If you choose to structure your business as a sole proprietorship, your company's profit translates to the personal earnings that you report on your individual income tax form. It is entirely your own decision whether to retain these funds in your business account or withdraw them for personal use. Whatever you choose to do with your earnings and profit, you must still report these amounts as personal income and the revenue will be subject to personal income tax.

Owner's Draw

An owner's draw is the amount that a business owner takes out of his business account for personal use. A sole proprietor can take out as much money as he needs, although the amount that he takes out is limited by the amount that he has on hand, which will in turn is limited by how much profit his company earns. Sole proprietors are not even required to maintain separate business bank accounts, although having a business account makes it easier to track business transactions.

Owner's Equity

A business owner's equity is the value of her investment in her business. Profit that is retained in a sole proprietor's business account figures into her owner's equity as capital assets that add to her company's bottom line, making the business more valuable. However, profits that are retained in a sole proprietor's business account do not increase the value of business equity that might switch hands if she were to sell her business.
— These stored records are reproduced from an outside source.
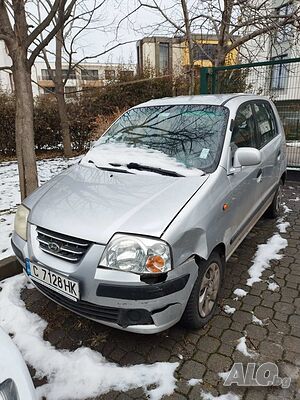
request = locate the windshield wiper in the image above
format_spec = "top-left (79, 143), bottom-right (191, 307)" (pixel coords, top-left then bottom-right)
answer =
top-left (88, 160), bottom-right (133, 174)
top-left (126, 162), bottom-right (184, 177)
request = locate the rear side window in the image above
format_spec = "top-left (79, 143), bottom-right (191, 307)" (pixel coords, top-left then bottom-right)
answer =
top-left (253, 103), bottom-right (277, 148)
top-left (231, 103), bottom-right (257, 149)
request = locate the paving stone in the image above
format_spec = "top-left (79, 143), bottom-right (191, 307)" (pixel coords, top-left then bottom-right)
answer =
top-left (205, 354), bottom-right (232, 372)
top-left (179, 360), bottom-right (205, 380)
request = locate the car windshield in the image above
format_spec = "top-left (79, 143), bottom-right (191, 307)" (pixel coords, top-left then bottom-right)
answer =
top-left (86, 105), bottom-right (228, 175)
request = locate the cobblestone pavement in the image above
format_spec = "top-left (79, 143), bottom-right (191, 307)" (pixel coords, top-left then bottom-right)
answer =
top-left (22, 182), bottom-right (300, 400)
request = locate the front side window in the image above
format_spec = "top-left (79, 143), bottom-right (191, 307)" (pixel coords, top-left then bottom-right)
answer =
top-left (254, 103), bottom-right (277, 148)
top-left (91, 105), bottom-right (228, 172)
top-left (231, 103), bottom-right (257, 150)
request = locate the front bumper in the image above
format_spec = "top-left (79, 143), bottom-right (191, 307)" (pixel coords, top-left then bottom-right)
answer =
top-left (12, 234), bottom-right (198, 334)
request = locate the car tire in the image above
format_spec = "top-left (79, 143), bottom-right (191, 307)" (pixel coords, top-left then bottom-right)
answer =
top-left (181, 251), bottom-right (224, 329)
top-left (266, 180), bottom-right (283, 219)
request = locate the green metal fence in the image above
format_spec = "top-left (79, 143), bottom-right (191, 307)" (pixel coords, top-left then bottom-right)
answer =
top-left (200, 58), bottom-right (300, 168)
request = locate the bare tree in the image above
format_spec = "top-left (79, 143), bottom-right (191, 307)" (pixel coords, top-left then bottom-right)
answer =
top-left (0, 0), bottom-right (76, 199)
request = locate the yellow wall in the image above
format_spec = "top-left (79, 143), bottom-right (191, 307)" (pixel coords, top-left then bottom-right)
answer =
top-left (183, 39), bottom-right (237, 67)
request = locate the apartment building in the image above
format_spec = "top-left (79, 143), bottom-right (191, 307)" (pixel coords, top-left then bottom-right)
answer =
top-left (0, 40), bottom-right (136, 97)
top-left (137, 34), bottom-right (237, 76)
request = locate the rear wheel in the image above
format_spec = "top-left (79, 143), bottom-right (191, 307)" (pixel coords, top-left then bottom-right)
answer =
top-left (267, 180), bottom-right (283, 219)
top-left (181, 252), bottom-right (224, 329)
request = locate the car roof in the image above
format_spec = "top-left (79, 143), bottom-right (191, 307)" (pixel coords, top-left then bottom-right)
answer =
top-left (134, 93), bottom-right (268, 108)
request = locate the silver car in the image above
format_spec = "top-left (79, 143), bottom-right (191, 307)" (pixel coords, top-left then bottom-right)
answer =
top-left (12, 94), bottom-right (286, 334)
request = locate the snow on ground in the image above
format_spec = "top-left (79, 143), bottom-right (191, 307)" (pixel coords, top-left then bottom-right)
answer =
top-left (223, 304), bottom-right (236, 315)
top-left (247, 233), bottom-right (288, 286)
top-left (276, 218), bottom-right (291, 233)
top-left (0, 213), bottom-right (15, 260)
top-left (236, 336), bottom-right (258, 358)
top-left (0, 157), bottom-right (80, 260)
top-left (201, 391), bottom-right (240, 400)
top-left (0, 274), bottom-right (179, 400)
top-left (188, 378), bottom-right (203, 386)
She will keep these funds even if the business changes hands.

Operating Capital

Profits that are retained in a sole proprietor's bank account provide working capital for the business to finance day-to-day operations and pay for expansion in the form of capital improvements. Because the finances of a sole proprietorship are so closely tied to the personal finances of the owner, a shortage of operating capital may necessitate accruing personal debt in the form of credit cards, credit lines or business loans. Retaining profit to use as operating capital improves a sole proprietor's personal credit and saves money on costly finance charges.


The practice of retaining profit in a sole proprietorship does not affect a business owner's tax liability. From the standpoint of the Internal Revenue Service, profit and loss from a sole proprietorship business is taxable as personal income whether the business owner withdraws it and spends it right away or keeps it in the business account for future use. She can, however, write off the retained amount if she uses it down the line for business-related expenses.